‘Rocketman’ – May 31
English director Dexter Fletcher, who worked as the second director of “Bohemian Rhapsody,” focuses his next biopic on the captivating life of musician Elton John. As the film navigates John’s remarkable talent and professional success, it also takes a more somber look at the realities of his rise to stardom, such as his depression and insecurities regarding his sexuality. British actor Taron Egerton plays the music legend and even met with John in preparation for the film.
‘Toy Story 4’ – June 21
The fourth installment in the decadeslong series, “Toy Story 4” reanimates Woody, Buzz Lightyear and other toys in a film about the toys’ lives with their new owner. The movie follows Woody after he runs into Bo Peep living without an owner at an amusement park while he is looking for “Forky,” a spork-turned-toy who resents his toy existence. The cherished animated series focuses once again on the unbreakable bond between child and toy, and both longtime fans and new audiences will find something to enjoy in the fourth “Toy Story” movie.
‘Child’s Play’ – June 21
This summer’s remake of the 1988 horror film “Child’s Play” stars Aubrey Plaza and Mark Hamill. The film centers around a seemingly harmless doll named Chucky, which is gifted to a young boy by his mother. Unfortunately for the Barclay family, Chucky is sentient and embarks on a murderous rampage that will satisfy fans of the slasher subgenre. Directed by Norwegian filmmaker Lars Klevberg, the reboot keeps the original’s violence while also adapting the killer doll Chucky for the modern era. This time, Chucky can connect to his victims’ phones for additional terror.

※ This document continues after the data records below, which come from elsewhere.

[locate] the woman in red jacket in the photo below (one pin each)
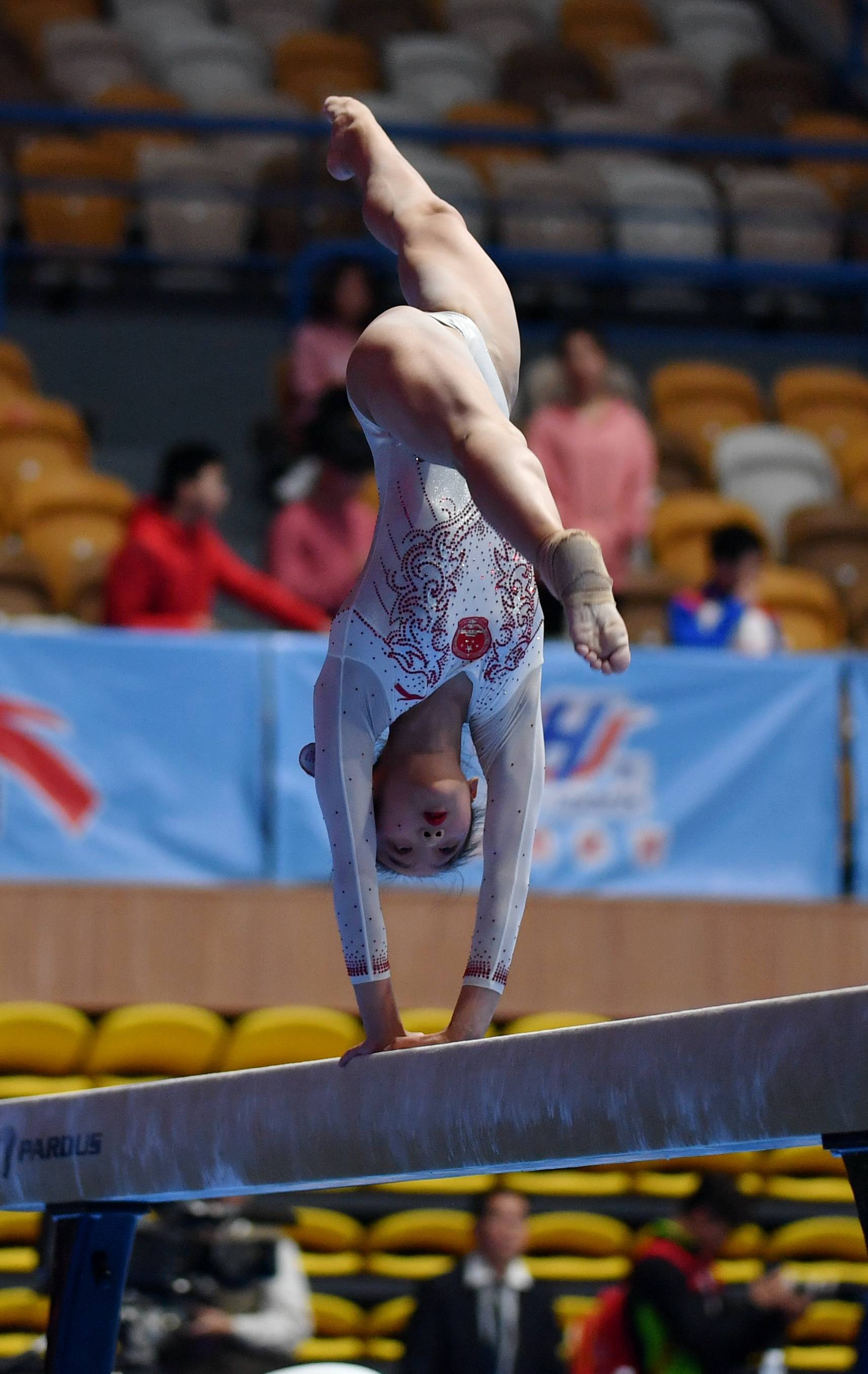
(174, 562)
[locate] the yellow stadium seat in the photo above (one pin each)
(576, 1269)
(819, 1237)
(84, 203)
(341, 1350)
(21, 1228)
(20, 1259)
(337, 1315)
(683, 525)
(290, 1035)
(745, 1242)
(738, 1271)
(820, 1359)
(16, 371)
(506, 114)
(340, 1265)
(807, 606)
(577, 1233)
(14, 1344)
(321, 1229)
(808, 1190)
(441, 1230)
(828, 402)
(826, 1271)
(664, 1184)
(43, 1038)
(390, 1318)
(553, 1022)
(32, 426)
(804, 1159)
(469, 1184)
(72, 524)
(679, 384)
(309, 66)
(22, 1310)
(572, 1184)
(33, 1086)
(830, 1321)
(161, 1038)
(837, 178)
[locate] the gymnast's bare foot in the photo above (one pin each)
(572, 565)
(349, 123)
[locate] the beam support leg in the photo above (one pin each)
(91, 1259)
(853, 1149)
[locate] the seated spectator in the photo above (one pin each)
(319, 546)
(487, 1317)
(172, 562)
(598, 452)
(211, 1292)
(672, 1315)
(345, 301)
(726, 615)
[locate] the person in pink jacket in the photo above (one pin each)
(322, 543)
(598, 454)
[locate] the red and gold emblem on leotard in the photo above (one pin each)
(471, 639)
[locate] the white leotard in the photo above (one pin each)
(441, 594)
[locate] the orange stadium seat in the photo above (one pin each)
(830, 402)
(77, 211)
(602, 25)
(29, 18)
(485, 157)
(126, 143)
(682, 528)
(309, 66)
(838, 179)
(698, 402)
(833, 540)
(22, 588)
(643, 601)
(807, 606)
(72, 523)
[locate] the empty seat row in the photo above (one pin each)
(171, 1039)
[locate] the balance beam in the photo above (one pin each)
(793, 1071)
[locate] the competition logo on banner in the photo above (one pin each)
(599, 781)
(43, 770)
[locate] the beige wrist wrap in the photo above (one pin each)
(572, 567)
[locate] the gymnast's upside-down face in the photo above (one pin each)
(423, 821)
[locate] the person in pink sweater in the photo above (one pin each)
(322, 543)
(598, 452)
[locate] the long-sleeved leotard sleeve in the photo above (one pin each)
(512, 756)
(350, 714)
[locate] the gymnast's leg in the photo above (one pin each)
(418, 380)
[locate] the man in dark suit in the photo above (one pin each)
(487, 1317)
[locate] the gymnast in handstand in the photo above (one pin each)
(444, 627)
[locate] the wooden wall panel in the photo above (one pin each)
(245, 947)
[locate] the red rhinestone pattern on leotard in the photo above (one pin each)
(419, 594)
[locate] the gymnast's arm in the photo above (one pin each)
(511, 751)
(349, 714)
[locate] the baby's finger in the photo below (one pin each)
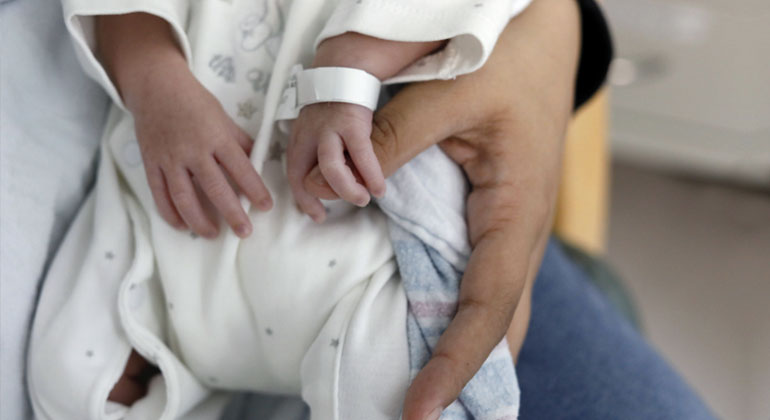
(362, 153)
(331, 161)
(185, 199)
(299, 160)
(238, 165)
(159, 189)
(244, 140)
(214, 184)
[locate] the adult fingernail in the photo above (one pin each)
(435, 414)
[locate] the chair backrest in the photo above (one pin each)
(581, 210)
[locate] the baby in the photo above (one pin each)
(332, 136)
(278, 303)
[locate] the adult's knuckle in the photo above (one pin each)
(384, 128)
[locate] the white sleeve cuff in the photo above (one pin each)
(79, 19)
(472, 26)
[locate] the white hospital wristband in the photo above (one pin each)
(327, 84)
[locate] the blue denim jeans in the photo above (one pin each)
(582, 360)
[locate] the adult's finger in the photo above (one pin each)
(491, 288)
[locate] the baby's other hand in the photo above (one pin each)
(187, 138)
(336, 137)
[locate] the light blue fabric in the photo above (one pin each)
(51, 119)
(425, 203)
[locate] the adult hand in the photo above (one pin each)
(505, 126)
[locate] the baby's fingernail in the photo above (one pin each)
(266, 204)
(243, 230)
(319, 217)
(363, 201)
(317, 178)
(435, 414)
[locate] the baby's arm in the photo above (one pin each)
(324, 132)
(182, 130)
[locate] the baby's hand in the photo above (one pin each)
(186, 138)
(336, 136)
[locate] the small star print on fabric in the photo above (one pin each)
(276, 151)
(246, 109)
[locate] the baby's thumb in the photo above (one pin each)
(419, 116)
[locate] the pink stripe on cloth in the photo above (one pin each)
(433, 309)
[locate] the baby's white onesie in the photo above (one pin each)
(296, 308)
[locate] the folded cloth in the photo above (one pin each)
(425, 204)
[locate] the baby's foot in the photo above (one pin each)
(132, 385)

‘Spider-Man: Far From Home’ – July 2
The Marvel Cinematic Universe does not miss a beat; in the wake of “Avengers: Endgame,” Marvel returns to the story of Peter Parker, also known as Spider-Man, who must now grapple with the consequences of the last Avengers film. “Far From Home” is a welcome sequel to the well-received “Spider-Man: Homecoming,” with Tom Holland reprising the lead role. The film sets the stage for a new era of action-filled superhero movies in which the new stars can shine now that many of the original cast members have finished telling their stories.
‘Midsommar’ – July 3
“Midsommar” is a horror film written and directed by Ari Aster, who is also responsible for the critically acclaimed film “Hereditary.” A couple seeking a peaceful getaway in Sweden, known for its vibrant celebration of midsummer — midsommar in Swedish — soon find themselves surrounded not by playful festivities but rather by dark and violent cult activity. The cult slowly reveals its true motives and threatens the couple’s vacation and their lives. The idyllic setting, filmed in Budapest, full of green rolling hills, only intensifies the horror of the chance encounter with the unexpectedly insidious cult.
‘Once Upon a Time in Hollywood’ – July 26
Quentin Tarantino’s newest film features an all-star cast including Leonardo DiCaprio, Brad Pitt and Margot Robbie. Tarantino reimagines a semi-fictitious 1969 Los Angeles in a dark comedy that explores the end of Hollywood’s Golden Age. DiCaprio plays a former television star and Pitt plays a stunt double; both characters attempt to reclaim celebrity while navigating the changing landscape of Hollywood. Robbie plays DiCaprio’s neighbor, Sharon Tate, the actress and model whose murder by Charles Manson made headlines and changed American pop culture.
‘Scary Stories to Tell in the Dark’ – August 9
“Scary Stories to Tell in the Dark” brings the children’s horror book series written by Alvin Schwartz throughout the 1980s to life on the big screen with chilling and gruesome detail. Directed by André Øvredal and written in part by horror and fantasy icon Guillermo del Toro, the film pits a group of teenagers against their deepest fears in order for them to make it out alive. With bone-chilling monsters and a growing sense of dread among the haunted teenagers, “Scary Stories to Tell in the Dark” promises to terrify.
‘Cold Case Hammarskjöld’ – August 16
“Cold Case Hammarskjöld” is a documentary about the 1961 plane crash near present-day Zambia that killed the second secretary-general of the United Nations, Dag Hammarskjöld. Suspicion that Hammarskjöld’s plane was shot down fueled the investigation conducted by Mads Brügger and Göran Björkdahl, who attempt to prove in this grim documentary film that Hammarskjöld’s death was the work of Belgian pilot Jan Van Risseghem. The documentary surfaces as the latest project from Brügger’s investigative work, with past subjects including culture in North Korea and the blood diamond industry in Africa.